ところが最近目につくのが、こうしたお布施を当たり前のものとして認識するお寺の人が増えてきたのではないか、ということです。

先の住職さんの跡継ぎは、サラリーマンを経て住職になったという経歴も影響あるのかもしれませんが、家への訪問は極端に減り、来たとしてもコミュニケーションはほとんどなく、ただお経を読み上げて帰っていくという形になっていました。

お寺の活動は「いくら払うからこれだけのサービスをしてくれ」という契約ではありません。したがって住職さんの行動は何ら問題ないわけですが、逆をいえばお布施を支払うことも、その額も契約で決まっているわけではありませんから、これまでの住職さんとどうしても比べてしまいますよね。

お寺と檀家の付き合いは、単純な会社と顧客という関係性ではありません。そこをはき違えてお寺が採算性などを考えだすと、要求されるサービスが定まっていないがために、その質は落ちる一方になると思います。

 

お寺大倒産時代がやってくる!?

こうしたサラリーマン住職の増加に、昨今の都市化や地域コミュニティの喪失が問題に拍車をかけている気がします。墓じまいトラブルの大半は継承者がいなくなったから、ということのようですが、田舎から都会へ働きに出てそのまま戻らないという人は多いと思います。

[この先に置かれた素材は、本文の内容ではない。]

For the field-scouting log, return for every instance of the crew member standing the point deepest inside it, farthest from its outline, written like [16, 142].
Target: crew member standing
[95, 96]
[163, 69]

お寺を支える人が減少する一方で、ほとんどのお寺は何ら新しい手だてを考えず、ただただ必要な金額を頭割りで請求することが一般的です。先日実家に、毎月のお布施以外にも、ほとんど行ったことがない本殿の建て替えに数億円必要だから、一戸あたり数百万のお布施をお願いします、という案内が届いたそうです。信じられませんよね。

離檀料トラブルの原因もここにあると思います。お寺はこれからお布施がもらえなくなるという計算をして、年間の収支を合わせるために法外な値段をふっかけているのでしょう。相場が決まっておらず、また法的に支払い根拠のない離檀料ですが、過去のお寺との関係性や逆らったら罰があたりそうという心境からか、泣き寝入りする人も多いそうです。

 

公的機関としての機能が薄れ、田舎でも葬儀は葬儀会社で簡単に済ませることが多くなった昨今、お寺の存在価値は信徒の精神的支柱が大半を占めると思いますが、それは上述した住職さんのような、神職を体現するような人でこそ成り立つものだと思います。お布施で買った外車を乗り回し、ほとんどコミュニケーションをとらない住職さんから、自らの生活スペースが大半を占める神殿(という名の新居)を建てるお金をぽんと出す人はこれからますます減少するでしょう。

一人当たりのお金を増やさないとお寺が維持できない、というのは私はあまり共感できなくて、需要がないなら潰すしかない、という考えです。祖父母の時代の様に、自分たちは貧乏してもお寺を護るという人は減ってきています。文化的に保護すべきなら国がすべきで、我々ではありません。

大学も今大倒産時代の瀬戸際にいますが、お寺もいずれ、そうなってくるかもしれませんね。